Körfez’in yeniden inşa sürecindeki kritik rolü ve Türkiye
Suriye-Körfez ülkeleri ilişkilerinde Türkiye nerede duruyor?
UHA / İnternational News Agency
Mardin Artuklu Üniversitesi, Siyaset Bilimi ve Uluslararası İlişkiler Bölümü öğretim üyesi Dr. Mehmet RAKİPOĞLU, “Körfez’in yeniden inşa sürecindeki kritik rolü ve Türkiye” başlıklı bir yazı kaleme aldı.
Suriye, Esed ailesinin yaklaşık altmış yıl süren diktatörlüğü ve son on üç yıldaki iç savaşın yol açtığı tahribat neticesinde, ciddi bir ekonomik, toplumsal ve kurumsal çöküş yaşadı. Altyapı harap olurken, milyonlarca insan ülkeyi terk etmek zorunda kaldı. Sanayi ve tarım gibi sektörler neredeyse durma noktasına geldi. Ortaya çıkan bu ağır tablo, ülkenin uzun süreli ve kapsamlı bir yeniden inşa programına ihtiyaç duyduğunu gösteriyor. Burada devreye girebilecek en önemli aktörler ise Körfez ülkeleri ve Türkiye.

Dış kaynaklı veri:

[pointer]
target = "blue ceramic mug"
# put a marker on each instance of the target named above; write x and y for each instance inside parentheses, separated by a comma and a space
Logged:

Zira petrol ve doğalgaz gelirleri devasa boyutlarda olan Körfez ülkeleri finansal yönden Suriye’ye destek sağlayabilir. Türkiye ise alt yapı, askerî güç ve devlet inşası gibi alanlardaki tecrübesini Suriye’ye yansıtabilir. Bu noktada Körfez ve Türkiye’nin Suriye’deki yeni süreci sıfır toplamlı bir oyun değil, kazan-kazan mantığı çerçevesinde değerlendirip işbirliklerini artırması beklenebilir.
Yeni Suriye yönetiminin, Körfez’den gelecek mali kaynak ve yatırım desteğine acilen ihtiyaç duyduğu biliniyor. Bu anlamda Katar’ın Suriye’deki yeni hükümetteki memurların maaş ödemeleri noktasında fon sağlaması bekleniyor.
Özellikle altyapı projeleri, eğitim ve sağlık sistemlerinin yeniden yapılandırılması, sanayinin canlandırılması ve barınma sorununun çözümü için milyarlarca dolarlık fonlama gerekiyor. Suriye’deki geçiş hükümeti, bu doğrultuda “yeniden inşa” paketleri üzerinde Körfez’le görüşmeler yapıyor ve kamu-özel ortaklıkları, enerji yatırımları ve tarım projeleri gibi alanlarda anlaşmalara hazırlanıyor. Katar, insani yardımlar ve lojistik destek noktasında uzun yıllara dayanan tecrübesiyle öne çıkarken, Suudi Arabistan ve BAE ise daha çok “mega proje” ve altyapı yatırımlarında uzman. Kuveyt ve Bahreyn gibi diğer Körfez ülkelerinin de Suriye diasporasının entegrasyonu ve eğitim desteği gibi alanlarda rol alması beklenebilir. Bütün bu süreçlerin merkezinde Türkiye yer alıyor çünkü Türkiye ile işbirliği lojistik ve tecrübeden gibi nedenlerden ötürü adeta bir zorunluluk.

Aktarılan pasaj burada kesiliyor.